The shortages extend beyond technical expertise. Employers are increasingly looking for staff with teamwork and systems thinking skills, empathy and a growth mindset — essential qualities for thriving amid constant change, particularly in green and digital contexts.
Supporting youth through skills intelligence and VET
Young people are entering a labour market shaped by rapid technological and social change and continuously evolving skills transitions. Their ability to find opportunities and to succeed in this evolving landscape will be vital to Europe’s social and economic resilience.
Cedefop’s skills intelligence and vocational education and training (VET) work supports evidence-based reforms by tracking trends and anticipating future needs, providing essential evidence for inclusive, flexible and future-ready pathways. This includes targeted research on NEETs (young people Not in Education, Employment, or Training). Such analysis focuses on analysing the barriers they face and developing policy recommendations to re-engage disconnected youth through tailored VET pathways and second-chance opportunities.

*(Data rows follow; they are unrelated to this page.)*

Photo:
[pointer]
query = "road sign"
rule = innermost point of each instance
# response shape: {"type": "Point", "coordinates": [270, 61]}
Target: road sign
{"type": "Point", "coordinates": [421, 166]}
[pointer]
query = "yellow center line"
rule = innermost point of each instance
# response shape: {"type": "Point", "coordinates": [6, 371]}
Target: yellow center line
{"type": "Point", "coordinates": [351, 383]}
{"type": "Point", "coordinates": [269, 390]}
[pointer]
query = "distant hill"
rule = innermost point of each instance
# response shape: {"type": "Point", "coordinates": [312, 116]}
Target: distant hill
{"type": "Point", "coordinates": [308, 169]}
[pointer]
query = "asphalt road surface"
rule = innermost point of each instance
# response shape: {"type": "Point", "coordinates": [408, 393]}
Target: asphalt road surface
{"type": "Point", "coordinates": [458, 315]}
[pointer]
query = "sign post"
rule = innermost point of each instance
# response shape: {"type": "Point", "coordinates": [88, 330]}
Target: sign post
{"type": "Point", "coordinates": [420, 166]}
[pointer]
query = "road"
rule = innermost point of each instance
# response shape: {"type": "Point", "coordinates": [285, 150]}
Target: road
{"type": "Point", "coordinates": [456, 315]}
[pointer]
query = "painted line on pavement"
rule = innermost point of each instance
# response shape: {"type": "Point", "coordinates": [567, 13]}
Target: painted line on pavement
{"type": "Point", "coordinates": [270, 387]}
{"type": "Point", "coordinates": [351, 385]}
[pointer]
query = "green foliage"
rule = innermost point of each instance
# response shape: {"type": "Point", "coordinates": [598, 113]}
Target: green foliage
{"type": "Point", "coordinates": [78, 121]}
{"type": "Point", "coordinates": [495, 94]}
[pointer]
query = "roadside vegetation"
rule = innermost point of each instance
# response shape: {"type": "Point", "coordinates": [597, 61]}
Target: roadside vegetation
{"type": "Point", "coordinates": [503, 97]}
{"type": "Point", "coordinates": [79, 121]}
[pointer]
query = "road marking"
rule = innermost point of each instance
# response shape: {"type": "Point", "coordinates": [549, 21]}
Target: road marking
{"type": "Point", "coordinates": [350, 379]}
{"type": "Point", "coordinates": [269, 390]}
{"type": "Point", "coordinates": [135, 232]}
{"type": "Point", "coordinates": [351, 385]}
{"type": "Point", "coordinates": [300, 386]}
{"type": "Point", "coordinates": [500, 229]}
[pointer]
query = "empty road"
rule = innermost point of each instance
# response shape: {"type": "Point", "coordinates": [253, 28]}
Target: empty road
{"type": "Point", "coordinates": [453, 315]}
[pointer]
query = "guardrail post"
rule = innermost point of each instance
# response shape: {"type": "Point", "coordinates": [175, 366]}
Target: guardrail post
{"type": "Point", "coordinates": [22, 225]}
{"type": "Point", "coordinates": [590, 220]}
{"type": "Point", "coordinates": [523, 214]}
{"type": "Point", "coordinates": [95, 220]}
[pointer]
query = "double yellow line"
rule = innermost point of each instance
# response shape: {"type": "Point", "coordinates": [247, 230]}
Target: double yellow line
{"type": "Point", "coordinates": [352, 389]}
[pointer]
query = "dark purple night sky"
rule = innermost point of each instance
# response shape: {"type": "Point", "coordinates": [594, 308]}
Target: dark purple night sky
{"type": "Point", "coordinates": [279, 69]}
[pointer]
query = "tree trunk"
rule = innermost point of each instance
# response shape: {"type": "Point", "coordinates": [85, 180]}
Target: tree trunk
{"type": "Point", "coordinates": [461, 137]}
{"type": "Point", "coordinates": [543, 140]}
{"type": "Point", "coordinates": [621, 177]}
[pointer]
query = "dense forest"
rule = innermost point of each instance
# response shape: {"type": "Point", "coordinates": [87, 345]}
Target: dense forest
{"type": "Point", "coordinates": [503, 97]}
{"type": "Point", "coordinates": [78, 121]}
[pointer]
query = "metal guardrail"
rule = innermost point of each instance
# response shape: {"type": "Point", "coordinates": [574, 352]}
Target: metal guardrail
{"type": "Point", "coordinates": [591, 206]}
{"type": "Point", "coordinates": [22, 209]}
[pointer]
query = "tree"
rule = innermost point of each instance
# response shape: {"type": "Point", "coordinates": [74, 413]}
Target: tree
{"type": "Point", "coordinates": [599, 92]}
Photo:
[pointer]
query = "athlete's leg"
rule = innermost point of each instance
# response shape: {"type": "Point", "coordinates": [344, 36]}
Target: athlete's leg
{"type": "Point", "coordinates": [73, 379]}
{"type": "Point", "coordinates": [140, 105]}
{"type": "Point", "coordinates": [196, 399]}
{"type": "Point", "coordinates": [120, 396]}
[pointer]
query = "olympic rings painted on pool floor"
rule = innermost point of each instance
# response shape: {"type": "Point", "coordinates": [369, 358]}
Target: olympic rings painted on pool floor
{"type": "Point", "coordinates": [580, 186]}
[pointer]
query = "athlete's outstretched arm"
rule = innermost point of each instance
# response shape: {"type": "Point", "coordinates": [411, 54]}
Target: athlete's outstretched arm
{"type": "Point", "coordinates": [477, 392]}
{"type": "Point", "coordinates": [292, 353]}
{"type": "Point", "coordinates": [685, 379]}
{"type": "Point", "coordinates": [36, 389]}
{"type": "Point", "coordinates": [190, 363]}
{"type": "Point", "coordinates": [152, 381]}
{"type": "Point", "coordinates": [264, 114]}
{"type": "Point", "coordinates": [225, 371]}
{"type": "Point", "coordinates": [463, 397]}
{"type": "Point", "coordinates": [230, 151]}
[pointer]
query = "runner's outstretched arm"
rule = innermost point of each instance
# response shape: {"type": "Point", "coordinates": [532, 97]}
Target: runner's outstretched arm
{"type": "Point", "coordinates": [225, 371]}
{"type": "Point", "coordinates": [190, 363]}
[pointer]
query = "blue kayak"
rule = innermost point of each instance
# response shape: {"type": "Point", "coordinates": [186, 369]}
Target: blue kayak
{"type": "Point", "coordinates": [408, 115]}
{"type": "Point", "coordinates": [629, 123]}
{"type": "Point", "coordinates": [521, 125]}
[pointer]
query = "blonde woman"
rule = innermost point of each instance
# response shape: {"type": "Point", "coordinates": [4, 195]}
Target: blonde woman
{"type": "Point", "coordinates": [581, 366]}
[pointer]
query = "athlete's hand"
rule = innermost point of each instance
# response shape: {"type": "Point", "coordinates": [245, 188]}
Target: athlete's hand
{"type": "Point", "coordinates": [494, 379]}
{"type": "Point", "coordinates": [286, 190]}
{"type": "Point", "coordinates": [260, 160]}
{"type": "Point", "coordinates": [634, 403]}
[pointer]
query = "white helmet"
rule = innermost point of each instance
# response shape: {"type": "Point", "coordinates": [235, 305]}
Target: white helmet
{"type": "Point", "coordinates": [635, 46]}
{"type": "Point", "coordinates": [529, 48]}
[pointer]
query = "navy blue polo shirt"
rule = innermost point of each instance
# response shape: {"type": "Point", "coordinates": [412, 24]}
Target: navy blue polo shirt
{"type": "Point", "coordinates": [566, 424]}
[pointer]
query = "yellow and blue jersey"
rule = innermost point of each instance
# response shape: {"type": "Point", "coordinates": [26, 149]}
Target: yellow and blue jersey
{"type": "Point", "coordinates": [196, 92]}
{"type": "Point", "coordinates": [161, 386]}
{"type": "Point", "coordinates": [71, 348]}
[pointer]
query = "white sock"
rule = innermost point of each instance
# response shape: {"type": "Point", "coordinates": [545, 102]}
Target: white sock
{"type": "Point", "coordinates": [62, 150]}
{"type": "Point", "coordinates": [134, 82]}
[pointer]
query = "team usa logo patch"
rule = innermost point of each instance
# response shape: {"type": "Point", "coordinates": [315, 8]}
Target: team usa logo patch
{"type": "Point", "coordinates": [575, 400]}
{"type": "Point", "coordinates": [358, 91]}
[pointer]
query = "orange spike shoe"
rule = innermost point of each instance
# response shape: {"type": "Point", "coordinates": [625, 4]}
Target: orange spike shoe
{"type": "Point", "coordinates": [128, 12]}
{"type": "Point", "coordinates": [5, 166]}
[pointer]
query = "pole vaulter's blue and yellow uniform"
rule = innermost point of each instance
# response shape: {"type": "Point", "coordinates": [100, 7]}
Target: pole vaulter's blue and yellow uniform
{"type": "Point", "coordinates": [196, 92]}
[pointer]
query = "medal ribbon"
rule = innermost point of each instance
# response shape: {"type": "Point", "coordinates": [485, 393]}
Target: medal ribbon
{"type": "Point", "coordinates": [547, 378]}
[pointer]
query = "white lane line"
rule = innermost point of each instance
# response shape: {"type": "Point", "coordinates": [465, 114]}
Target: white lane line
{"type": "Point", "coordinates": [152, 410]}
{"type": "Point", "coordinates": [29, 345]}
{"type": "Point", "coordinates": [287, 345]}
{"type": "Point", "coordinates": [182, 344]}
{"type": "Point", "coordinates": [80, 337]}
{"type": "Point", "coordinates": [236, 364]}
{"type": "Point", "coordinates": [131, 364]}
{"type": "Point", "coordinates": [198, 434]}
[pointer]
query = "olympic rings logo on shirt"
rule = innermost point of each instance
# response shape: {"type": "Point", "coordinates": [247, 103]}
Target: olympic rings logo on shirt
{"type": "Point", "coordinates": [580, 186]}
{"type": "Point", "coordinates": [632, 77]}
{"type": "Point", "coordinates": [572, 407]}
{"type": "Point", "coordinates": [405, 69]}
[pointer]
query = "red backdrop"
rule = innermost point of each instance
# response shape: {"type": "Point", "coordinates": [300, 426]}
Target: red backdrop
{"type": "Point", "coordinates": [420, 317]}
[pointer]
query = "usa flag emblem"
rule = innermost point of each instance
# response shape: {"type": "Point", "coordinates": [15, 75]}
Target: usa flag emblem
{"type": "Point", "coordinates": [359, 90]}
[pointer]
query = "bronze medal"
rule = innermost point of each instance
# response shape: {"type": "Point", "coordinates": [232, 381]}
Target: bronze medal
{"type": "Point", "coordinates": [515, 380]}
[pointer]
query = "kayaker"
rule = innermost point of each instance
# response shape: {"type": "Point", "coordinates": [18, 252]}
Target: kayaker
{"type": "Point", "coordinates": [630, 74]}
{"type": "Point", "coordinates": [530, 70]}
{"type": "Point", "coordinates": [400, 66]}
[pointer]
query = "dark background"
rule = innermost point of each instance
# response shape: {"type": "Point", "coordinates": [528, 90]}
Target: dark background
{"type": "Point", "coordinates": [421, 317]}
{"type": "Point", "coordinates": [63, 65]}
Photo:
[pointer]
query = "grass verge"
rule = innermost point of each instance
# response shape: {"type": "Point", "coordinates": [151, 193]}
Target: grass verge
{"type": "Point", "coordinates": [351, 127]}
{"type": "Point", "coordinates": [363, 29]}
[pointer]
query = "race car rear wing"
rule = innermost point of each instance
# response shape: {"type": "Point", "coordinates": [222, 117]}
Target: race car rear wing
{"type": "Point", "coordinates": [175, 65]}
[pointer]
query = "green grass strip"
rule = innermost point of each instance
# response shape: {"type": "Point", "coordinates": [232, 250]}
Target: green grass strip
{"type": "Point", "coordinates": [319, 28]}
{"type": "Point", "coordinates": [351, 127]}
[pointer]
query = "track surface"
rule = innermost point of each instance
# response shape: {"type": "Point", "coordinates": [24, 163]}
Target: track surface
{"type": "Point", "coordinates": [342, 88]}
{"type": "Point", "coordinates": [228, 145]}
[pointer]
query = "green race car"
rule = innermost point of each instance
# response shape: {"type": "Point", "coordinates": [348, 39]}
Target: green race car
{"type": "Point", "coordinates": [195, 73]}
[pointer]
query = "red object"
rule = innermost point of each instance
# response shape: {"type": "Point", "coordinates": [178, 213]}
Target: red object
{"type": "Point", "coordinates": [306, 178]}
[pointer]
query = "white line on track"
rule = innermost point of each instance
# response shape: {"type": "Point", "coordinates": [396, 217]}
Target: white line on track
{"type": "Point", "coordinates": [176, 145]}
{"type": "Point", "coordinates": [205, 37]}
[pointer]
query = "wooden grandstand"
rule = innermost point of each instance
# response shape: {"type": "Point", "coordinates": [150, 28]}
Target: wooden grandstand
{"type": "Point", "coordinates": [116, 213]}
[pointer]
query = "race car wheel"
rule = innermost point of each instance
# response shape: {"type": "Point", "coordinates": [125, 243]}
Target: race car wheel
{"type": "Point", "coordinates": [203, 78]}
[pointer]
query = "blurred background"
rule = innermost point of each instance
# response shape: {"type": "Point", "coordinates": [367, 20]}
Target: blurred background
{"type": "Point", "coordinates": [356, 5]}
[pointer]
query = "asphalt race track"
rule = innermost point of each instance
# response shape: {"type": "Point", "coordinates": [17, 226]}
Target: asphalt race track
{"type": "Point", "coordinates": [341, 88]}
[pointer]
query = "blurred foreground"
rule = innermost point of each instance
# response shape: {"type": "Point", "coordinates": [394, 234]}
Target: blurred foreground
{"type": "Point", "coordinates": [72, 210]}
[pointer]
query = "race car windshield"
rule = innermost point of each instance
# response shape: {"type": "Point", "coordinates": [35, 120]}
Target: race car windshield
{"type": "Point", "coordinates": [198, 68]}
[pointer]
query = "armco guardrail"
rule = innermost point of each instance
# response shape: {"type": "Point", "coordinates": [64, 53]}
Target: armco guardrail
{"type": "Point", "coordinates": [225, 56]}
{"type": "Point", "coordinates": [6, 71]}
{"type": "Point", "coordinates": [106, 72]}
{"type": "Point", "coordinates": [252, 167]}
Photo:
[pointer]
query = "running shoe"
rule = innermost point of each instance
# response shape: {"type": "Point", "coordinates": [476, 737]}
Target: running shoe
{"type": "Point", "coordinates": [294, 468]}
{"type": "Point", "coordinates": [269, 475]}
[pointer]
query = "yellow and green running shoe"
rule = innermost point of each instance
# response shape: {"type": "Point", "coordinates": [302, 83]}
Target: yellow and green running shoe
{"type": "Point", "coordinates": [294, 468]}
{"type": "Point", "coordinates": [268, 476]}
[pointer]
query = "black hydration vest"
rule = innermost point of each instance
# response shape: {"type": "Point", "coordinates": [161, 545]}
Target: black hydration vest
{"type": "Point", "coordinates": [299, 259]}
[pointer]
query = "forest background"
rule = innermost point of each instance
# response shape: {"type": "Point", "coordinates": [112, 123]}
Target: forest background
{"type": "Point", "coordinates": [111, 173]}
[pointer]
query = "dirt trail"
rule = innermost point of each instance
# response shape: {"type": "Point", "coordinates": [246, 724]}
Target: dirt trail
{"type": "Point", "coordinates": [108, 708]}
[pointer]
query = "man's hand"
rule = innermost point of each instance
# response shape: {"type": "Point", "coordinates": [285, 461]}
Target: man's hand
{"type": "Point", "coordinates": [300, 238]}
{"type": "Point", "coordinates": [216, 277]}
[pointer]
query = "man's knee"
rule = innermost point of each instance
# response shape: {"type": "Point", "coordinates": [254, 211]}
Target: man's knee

National responses shaping the path forward
Aligned with the Reinforced Youth Guarantee, countries across the EU are introducing targeted measures to help young people transition into quality employment. Cedefop tracks such measures and analyses how and why they work in their national context. Examples include:
- Preventing early leaving: Flanders launched ESF-funded projects to identify and support at-risk VET students, guiding them into training or qualification pathways before they drop out.
- Reforms towards flexibility: Czechia introduced a new lyceum pilot that blends general and vocational education, offering students more time to choose their path and easing transitions to higher education or work
- Raising the profile of VET to inspire young talent: Poland’s SkillsPoland competitions raise the profile of VET, engaging youth through national skills tournaments and strengthening links with employers and trainers.
Empowering youth means equipping them not just for jobs, but for active citizenship and lifelong adaptability. Skills intelligence provides evidence-based insight into the jobs and skills of today and tomorrow, guiding Europe to build skills anticipation and training ecosystems that anticipate change and unlock the next generation’s potential.